Cunningham, who was 87, died yesterday in New York City, according to Eileen Murphy, a spokeswoman for the newspaper. He had been hospitalised recently after suffering a stroke.
"To see a Bill Cunningham street spread was to see all of New York," New York Times Executive Editor Dean Baquet said in a tweet posted to the newspaper's Twitter account yesterday afternoon.
Cunningham began publishing a regular series of photographs in the Times in 1978 after a chance photograph of Greta Garbo got the attention of the storied paper.

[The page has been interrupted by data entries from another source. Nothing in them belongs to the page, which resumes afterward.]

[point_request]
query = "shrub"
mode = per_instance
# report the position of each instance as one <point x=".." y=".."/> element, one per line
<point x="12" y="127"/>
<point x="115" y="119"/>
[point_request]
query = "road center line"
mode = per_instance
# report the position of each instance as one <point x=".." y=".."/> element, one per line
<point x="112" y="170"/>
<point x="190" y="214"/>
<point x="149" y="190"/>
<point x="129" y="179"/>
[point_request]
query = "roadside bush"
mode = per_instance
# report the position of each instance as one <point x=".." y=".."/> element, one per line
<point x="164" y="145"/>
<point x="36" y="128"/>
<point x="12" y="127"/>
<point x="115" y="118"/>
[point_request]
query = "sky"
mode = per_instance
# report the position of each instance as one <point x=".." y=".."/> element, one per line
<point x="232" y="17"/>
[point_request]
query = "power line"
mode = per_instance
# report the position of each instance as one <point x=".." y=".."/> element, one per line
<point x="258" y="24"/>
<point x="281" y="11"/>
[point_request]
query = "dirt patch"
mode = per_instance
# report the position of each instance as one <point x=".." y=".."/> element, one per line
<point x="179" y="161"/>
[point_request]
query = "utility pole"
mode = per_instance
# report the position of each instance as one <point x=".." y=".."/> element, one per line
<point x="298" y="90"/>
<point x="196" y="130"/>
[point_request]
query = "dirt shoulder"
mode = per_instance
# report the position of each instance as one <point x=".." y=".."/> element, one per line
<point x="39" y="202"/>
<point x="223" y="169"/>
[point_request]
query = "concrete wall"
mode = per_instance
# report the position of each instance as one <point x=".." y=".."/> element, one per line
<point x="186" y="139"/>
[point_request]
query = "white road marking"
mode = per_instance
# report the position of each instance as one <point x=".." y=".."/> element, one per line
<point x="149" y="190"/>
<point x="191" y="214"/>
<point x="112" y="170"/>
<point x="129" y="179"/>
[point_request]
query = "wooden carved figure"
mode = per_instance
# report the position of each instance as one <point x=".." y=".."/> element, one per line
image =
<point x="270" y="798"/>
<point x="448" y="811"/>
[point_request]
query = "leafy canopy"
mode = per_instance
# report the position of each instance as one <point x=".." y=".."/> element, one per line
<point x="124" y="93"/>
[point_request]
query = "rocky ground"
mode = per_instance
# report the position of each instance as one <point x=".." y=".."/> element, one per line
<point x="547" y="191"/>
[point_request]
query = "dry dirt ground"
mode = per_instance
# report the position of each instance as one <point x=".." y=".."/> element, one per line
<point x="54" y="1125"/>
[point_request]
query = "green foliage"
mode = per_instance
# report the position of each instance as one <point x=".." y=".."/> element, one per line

He was known for his trademark blue jacket and travelling by bicycle with a small camera bag strapped to his waist.
In a 2002 interview with the paper, Cunningham said he always tried to be as discreet as possible because "you get more natural pictures that way."
"I suppose, in a funny way, I'm a record keeper. More than a collector," he said. "I'm very aware of things not of value but of historical knowledge."
Taken between 1968 and 1976, he worked on a whimsical photo essay of models in period costumes posing against historic sites of the same vintage.
Astride his bike, he searched secondhand shops for antique clothing and looked for architectural sites across the city to create the perfect tableaux, many of which featured his muse and fellow photographer, Editta Sherman.
The result was "Facades," a book published in 1978. Cunningham donated nearly all of the 88 gelatin silver prints from the series to the New-York Historical Society.